EXCERPTS:
"Henry Morgenthau, Secretary of the Treasury under President Franklin D. Roosevelt, said confidentially to fellow Democrats in 1939: "We have tried spending money. We are spending more than we have ever spent before and it does not work."
As for the Federal Reserve today, a headline in the Wall Street Journal of April 25th said, "Fed Searches for Next Step."
That is a big part of the problem. It is not politically possible for either the Federal Reserve or the Obama administration to leave the economy alone and let it recover on its own.
Both are under pressure to "do something." If one thing doesn't work, then they have to try something else. And if that doesn't work, they have to come up with yet another gimmick.

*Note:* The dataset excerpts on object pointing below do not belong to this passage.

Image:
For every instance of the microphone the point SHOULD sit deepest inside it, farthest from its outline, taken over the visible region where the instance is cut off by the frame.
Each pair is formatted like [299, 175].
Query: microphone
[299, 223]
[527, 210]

All this constant experimentation by the government makes it more risky for investors to invest or employers to employ, when neither of them knows when the government's rules of the game are going to change again. Whatever the merits or demerits of particular government policies, the uncertainty that such ever- changing policies generate can paralyze an economy today, just as it did back in the days of FDR.
The idea that the federal government has to step in whenever there is a downturn in the economy is an economic dogma that ignores much of the history of the United States.
During the first hundred years of the United States, there was no Federal Reserve. During the first one hundred and fifty years, the federal government did not engage in massive intervention when the economy turned down.
No economic downturn in all those years ever lasted as long as the Great Depression of the 1930s, when both the Federal Reserve and the administrations of Hoover and of FDR intervened.
The myth that has come down to us says that the government had to intervene when there was mass unemployment in the 1930s. But the hard data show that there was no mass unemployment until after the federal government intervened. Yet, once having intervened, it was politically impossible to stop and let the economy recover on its own. That was the fundamental problem then-- and now.